Spokesman Bill Cryer said the move represents a substantial commitment by the parent company, Samsung Electronics Co., the world's second-largest chipmaker, to keep advanced semiconductor manufacturing in Austin well into the future.
The expanded plant will be the largest chipmaking plant in North America and will bring Samsung's total investment in Austin to $4 billion since it opened its first plant in 1997. "The significance to Austin is hard to overestimate," Cryer said. "This gives the local semiconductor manufacturing industry another 10 to 20 years of additional life. We are going to bring in the latest technology in semiconductor manufacturing and put it in Austin.
Cryer said the jobs that will be cut are lower-skilled equipment operator positions. Almost all of the new jobs will be higher-level, and higher-paid, technical and engineering positions.
Austin-area business leaders said the project is overall encouraging news for the area's economy, which has lost thousands of high-tech manufacturing jobs in the past year.
"I am sympathetic to the situation of workers who will lose their jobs, but this has to be a pretty positive statement in the face of what the economy has done to the semiconductor industry," said Austin lawyer Pike Powers, who played a leading role in recruiting both Samsung factories to Austin.
Powers said it is important for Austin to have a state-of-the-art chip factory, because it opens the possibility of further investments in the future.
"It gives you something to work from versus having nothing to work from," he said. "Give me some cards in the game, and we can play. But if you don't have a seat at the table, you won't be in the game."
Mayor Lee Leffingwell said he welcomed the new investment and the jobs the project would create, saying the project would help keep Austin competitive and maintain its status "as a leader in the semiconductor industry."
The project also will generate more business for materials and equipment suppliers.
Mike Rollins, president of the Greater Austin Chamber of Commerce, said an economic impact analysis his organization commissioned concluded that the project would add $1.3 billion to the Austin-area economy and create more than 5,000 spinoff jobs.
Cryer said the project also would generate business for suppliers and equipment manufacturers.
Fab 2 already is the biggest and most advanced chip plant in Austin. It makes NAND flash memory chips, the type used in smart phones, digital cameras and other consumer electronics. Samsung Electronics is a major supplier of flash memory for Apple Inc.

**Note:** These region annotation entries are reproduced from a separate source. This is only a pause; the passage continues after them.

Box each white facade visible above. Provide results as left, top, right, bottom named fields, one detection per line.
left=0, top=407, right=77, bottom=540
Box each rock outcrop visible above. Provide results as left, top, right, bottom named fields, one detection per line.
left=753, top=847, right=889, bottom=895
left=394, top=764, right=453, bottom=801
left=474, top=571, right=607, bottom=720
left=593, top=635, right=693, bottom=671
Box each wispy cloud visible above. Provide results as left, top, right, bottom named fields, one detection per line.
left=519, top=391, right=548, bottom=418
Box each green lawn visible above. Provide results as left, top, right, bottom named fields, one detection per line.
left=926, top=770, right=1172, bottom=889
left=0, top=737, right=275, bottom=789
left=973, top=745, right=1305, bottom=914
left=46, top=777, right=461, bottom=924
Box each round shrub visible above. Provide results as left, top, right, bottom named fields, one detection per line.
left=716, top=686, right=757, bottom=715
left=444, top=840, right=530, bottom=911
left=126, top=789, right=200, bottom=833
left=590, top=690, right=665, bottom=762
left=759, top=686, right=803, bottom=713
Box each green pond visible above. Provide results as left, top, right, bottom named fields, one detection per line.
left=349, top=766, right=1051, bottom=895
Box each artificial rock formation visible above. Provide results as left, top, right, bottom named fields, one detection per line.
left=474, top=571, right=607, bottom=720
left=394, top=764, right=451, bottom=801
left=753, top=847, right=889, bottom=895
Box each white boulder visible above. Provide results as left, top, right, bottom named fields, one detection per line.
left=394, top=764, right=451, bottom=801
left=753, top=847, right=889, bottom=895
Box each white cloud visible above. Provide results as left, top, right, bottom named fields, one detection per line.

Fab 1 is already old by chip industry standards and uses an almost obsolete technology to make computer memory chips from silicon wafers that are 8 inches in diameter. Fab 2 uses 12-inch wafers, a much more efficient method that puts more chips on each wafer.
With the conversion, Samsung also will be able to use an advanced process that deposits copper on the silicon wafers, which produces higher-performance chips.
"In order to upgrade and convert the older facility, we must take the manufacturing area back to the bare walls," said Y.B. Koh, president of Samsung's Austin subsidiary.
The new project "is terrific news for Austin given the alternative, which was closing the older fab and not expanding Fab 2. What should be extremely valuable to Austin is the fact that we have a corporate citizen in Samsung that is a very long-term player," he said.